# AEP 004: Infrastructure to import completed calculation jobs

| AEP number | 004                                                          |
|------------|--------------------------------------------------------------|
| Title      | Infrastructure to import completed calculation jobs          |
| Authors    | [Sebastiaan P. Huber](mailto:mail@sphuber.net) (sphuber)     |
| Champions  |                                                              |
| Type       | S - Standard Track AEP                                       |
| Created    | 19-Apr-2020                                                  |
| Status     | implemented                                                  |

## Background
When new users come to AiiDA, often they will already have completed many simulations without the use of AiiDA.
Seamlessly integrating those into AiiDA, as if they *would* have been, such that they become directly interoperable and almost indistinguishable from any calculations that will be run with AiiDA in the future, is a feature that is often asked for.
For new users of AiiDA, the absence of this functionality could even be a deal breaker for adopting AiiDA as their new workflow management system.

## Proposed Enhancement
AiiDA core will provide a unified mechanism through which any calculation that has been completed outside of AiiDA can be imported into an AiiDA database, as long as there exists a corresponding `CalcJob` plugin.

## Detailed Explanation
The following statement encapsulates the goal that is to be considered when designing the required functionality and implementation of the mechanism that will allow the import of completed calculation jobs:

> Immigrated calculation jobs should resemble normally run jobs as closely as possible, while still making it extremely clear that they have been imported.

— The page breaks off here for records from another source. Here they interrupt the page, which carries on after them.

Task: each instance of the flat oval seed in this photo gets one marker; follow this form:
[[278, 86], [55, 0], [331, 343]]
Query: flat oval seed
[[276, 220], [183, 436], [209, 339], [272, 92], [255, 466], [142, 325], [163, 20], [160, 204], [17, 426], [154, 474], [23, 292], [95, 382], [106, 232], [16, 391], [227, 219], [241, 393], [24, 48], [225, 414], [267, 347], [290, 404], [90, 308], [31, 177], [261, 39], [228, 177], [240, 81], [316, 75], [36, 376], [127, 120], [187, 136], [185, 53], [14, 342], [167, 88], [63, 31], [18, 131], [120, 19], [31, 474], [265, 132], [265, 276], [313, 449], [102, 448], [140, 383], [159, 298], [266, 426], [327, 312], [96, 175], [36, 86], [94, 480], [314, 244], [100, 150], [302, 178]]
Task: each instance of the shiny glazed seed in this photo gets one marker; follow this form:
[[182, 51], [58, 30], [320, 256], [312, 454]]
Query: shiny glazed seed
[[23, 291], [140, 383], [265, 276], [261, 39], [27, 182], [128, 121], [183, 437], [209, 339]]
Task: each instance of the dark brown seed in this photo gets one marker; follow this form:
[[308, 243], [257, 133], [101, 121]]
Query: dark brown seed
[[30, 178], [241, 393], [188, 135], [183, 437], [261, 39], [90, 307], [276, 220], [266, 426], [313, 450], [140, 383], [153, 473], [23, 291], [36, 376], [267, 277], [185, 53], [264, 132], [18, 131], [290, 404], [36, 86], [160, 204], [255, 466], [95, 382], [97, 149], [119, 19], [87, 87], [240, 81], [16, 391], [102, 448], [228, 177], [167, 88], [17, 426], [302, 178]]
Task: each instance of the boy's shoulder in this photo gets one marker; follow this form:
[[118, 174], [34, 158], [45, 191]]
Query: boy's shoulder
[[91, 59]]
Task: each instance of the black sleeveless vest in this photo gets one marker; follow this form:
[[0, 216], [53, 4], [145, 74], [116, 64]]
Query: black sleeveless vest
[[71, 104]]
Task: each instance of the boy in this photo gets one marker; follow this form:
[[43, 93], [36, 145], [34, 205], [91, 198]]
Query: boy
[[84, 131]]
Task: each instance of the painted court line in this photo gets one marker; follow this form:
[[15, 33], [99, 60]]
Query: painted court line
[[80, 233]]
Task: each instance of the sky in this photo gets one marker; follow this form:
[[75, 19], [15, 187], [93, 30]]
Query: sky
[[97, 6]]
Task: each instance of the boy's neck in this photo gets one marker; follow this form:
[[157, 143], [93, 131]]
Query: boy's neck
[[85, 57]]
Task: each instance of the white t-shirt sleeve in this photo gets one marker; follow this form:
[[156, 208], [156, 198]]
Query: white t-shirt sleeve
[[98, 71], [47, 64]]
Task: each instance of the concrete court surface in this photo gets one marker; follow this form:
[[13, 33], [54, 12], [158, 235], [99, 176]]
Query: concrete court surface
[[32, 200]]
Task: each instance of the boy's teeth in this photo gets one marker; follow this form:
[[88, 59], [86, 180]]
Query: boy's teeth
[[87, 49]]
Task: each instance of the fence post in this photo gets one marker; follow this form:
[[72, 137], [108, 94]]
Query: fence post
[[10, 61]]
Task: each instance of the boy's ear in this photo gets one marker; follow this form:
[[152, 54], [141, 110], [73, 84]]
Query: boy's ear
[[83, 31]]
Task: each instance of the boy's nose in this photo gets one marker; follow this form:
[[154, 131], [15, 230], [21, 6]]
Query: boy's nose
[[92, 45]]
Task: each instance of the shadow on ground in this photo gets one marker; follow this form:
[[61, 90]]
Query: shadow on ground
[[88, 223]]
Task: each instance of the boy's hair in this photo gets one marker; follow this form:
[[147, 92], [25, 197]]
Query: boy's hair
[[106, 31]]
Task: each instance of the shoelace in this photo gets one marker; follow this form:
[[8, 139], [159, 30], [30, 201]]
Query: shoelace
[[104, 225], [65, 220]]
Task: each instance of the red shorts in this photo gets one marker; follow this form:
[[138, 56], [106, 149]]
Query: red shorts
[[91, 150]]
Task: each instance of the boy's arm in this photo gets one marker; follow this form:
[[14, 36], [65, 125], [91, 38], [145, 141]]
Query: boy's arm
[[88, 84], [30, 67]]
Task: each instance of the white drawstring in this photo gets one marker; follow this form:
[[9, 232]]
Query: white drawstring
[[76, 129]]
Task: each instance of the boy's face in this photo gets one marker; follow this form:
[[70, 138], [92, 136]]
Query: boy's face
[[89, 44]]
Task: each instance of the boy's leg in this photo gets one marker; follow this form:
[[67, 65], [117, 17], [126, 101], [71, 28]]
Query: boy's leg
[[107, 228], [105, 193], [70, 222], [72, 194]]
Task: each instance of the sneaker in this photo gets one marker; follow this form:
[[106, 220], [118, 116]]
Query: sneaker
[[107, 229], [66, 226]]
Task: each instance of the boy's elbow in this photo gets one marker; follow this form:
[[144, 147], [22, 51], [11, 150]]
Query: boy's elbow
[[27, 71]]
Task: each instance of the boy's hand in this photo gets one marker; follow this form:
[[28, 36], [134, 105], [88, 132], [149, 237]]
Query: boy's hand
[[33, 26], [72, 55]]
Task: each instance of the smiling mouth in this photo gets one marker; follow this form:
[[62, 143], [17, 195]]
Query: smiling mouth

The reasons for this statement are simple.
The goal of this functionality is to be able to work with completed calculation jobs through AiiDA, whether they were actually run through AiiDA or not.
Therefore, the attributes of the nodes that represent the calculation job in the provenance graph, as well as the inputs and outputs should respect the same rules, regardless of the origin of the calculation.
However, since small differences will be unavoidable (as will be explained in greater detail later) and imported calculations *are* different from native ones, it remains important to be able to distinguish them whenever necessary.
Note that with whatever mark imported nodes will be distinguished, this should not be inherited by calculations that use the outputs of imported calculations for their inputs.
The calculations will be linked through the provenance graph and therefore this information will already be included implicitly.

### Desired functionality
* Given an existing folder that contains the outputs of a completed calculation job, one should be able to import it, meaning it should be included in the provenance graph, including attributes, inputs and outputs, as if it had been run through AiiDA.
  The method should account for the possibility that a perfect reconstruction of input nodes from the inputs files will not always be necessarily possible and only a subset of inputs will be able to be parsed.
* The functionality should allow the folder to be on the local filesystem, as well as on a remote file system, as long as the corresponding computer has been configured in AiiDA

### Design considerations
As a first general statement, the import functionality should not allow to import data of arbitrary quality: a lot of AiiDA's business logic surrounding the provenance graph, is written to guarantee its consistency and integrity with respect to the data and their interconnections.
For example, the export functionality does not allow incoherent sub sets of nodes to be exported (for example a process node without its outputs) as, when imported, could lead to a provenance graph that is incomplete or inconsistent.
The import functionality should not be an exception to compromise the integrity of the provenance graph.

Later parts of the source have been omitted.